Tactfully pointing out typos requires a very light touch
Dear Miss Manners:
Lately, I’ve come across a large number of typos online: e.g. restaurant menus, sites for housecleaning services, etc. Most of them are obvious spelling errors (e.g. “claning” instead of “cleaning”), but occasionally it’s a poor choice of words that makes it very difficult to understand the intended message.
I have, on occasion, made silly errors as well — for instance, my phone number was incorrect on my résumé for years. I’d like to point out the errors, but understand that if the business is a labor of love, the owner might be insulted. How can I provide this feedback without upsetting the recipients?
Gentle Reader:
By treading carefully. Miss Manners does not want to make assumptions, but is it possible that some of the authors of these websites are not native English speakers? While they may ultimately benefit from your help, they are not soliciting it. And you are not their employer.

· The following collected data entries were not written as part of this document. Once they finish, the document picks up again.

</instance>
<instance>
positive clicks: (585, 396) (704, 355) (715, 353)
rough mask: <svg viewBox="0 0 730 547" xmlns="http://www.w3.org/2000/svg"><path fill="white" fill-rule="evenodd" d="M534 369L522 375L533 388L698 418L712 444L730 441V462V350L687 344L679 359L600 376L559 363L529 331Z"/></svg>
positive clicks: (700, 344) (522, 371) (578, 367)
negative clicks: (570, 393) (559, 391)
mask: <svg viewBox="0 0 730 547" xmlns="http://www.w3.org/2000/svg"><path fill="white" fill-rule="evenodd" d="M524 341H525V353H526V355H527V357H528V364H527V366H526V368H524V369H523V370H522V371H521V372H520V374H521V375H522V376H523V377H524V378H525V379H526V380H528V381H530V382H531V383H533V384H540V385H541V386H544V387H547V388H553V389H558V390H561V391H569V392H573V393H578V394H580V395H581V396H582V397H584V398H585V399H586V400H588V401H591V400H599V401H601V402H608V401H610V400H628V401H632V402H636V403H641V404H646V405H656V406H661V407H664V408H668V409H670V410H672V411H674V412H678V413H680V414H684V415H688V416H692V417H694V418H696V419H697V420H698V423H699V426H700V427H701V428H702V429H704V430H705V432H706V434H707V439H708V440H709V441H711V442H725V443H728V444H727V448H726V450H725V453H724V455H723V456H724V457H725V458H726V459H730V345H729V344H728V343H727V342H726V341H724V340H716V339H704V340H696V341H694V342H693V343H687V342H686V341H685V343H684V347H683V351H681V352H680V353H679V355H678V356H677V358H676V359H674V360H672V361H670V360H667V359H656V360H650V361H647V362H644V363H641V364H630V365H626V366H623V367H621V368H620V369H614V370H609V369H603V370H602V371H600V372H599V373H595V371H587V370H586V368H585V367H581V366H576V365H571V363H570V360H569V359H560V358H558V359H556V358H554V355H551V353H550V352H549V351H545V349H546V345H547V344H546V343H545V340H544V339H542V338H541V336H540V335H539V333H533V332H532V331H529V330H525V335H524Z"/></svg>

However, that could change. If you feel so moved and are interested in their services, you could send them a direct message saying, “I am seeking a housecleaner, but did not quite understand this listing. Do you mind clarifying what comes with the ‘three-hour Poopie Package’?”
Dear Miss Manners:
What’s your opinion about a man who invites you to a relaxing weekend getaway, but expects you to pay for gas and meals?
Gentle Reader:
That it will not be relaxing.
Dear Miss Manners:
At long last, my nephew is getting married to the woman with whom he has been living for nearly 10 years, and with whom he shares a young son and a stepdaughter.
The details of the upcoming nuptials, as related by his father, my brother, are sketchy at best. The ceremony may involve little more than an impromptu visit to city hall, with no friends or family present. Apparently, taxes and health insurance are the main motivations behind this move.
Unfortunately, my brother has been very sensitive about the couple’s long-term living arrangement. He says that his son has met with snide remarks from some family members over the years, while other nieces and nephews who married in a more timely order were treated more respectfully. With his son’s impending marriage, my brother has served notice to one and all that the soon-to-be married couple shall be given congratulations and wedding gifts, and that he’s keeping track of who does so.
How do I tactfully offer the couple my congratulations on an event about which I have no details whatsoever, and then send a gift with a note reading, “… and please let your father know that I sent this”?
Gentle Reader:
Having successfully scared you into compliance, your brother will no doubt have tracking methods already in place. Miss Manners recommends that you send your present with a congratulatory note saying, “Gerald has told us of the impending happy occasion. We wish you, your fiancee and the children all of our heartfelt best wishes.”
Dear Miss Manners:
Is it normal to make decisions in your current relationship based on the fact that you might not be together in the future? Example: I don’t want to have my tubes tied in case this marriage does not last and my next husband wants to have kids with me.
I was having this discussion with my significant other, and they said I was being sensitive and I should not take it negatively — that “it’s just real life.”
Gentle Reader:
Say what? Miss Manners was still following you through the example. Certainly, if you do not think a relationship is going to last, no one can blame you for thinking about different possible futures.
Expressing those thoughts to a husband you are not so sure about is another matter. Miss Manners got lost when the husband was demoted to a significant other and chided you for being overly sensitive.
If you were the husband on the receiving end of your wife’s unpleasant expression of doubt, it would be reasonable to be upset and concerned that you were being pushed out the door — in thought, if not yet in deed.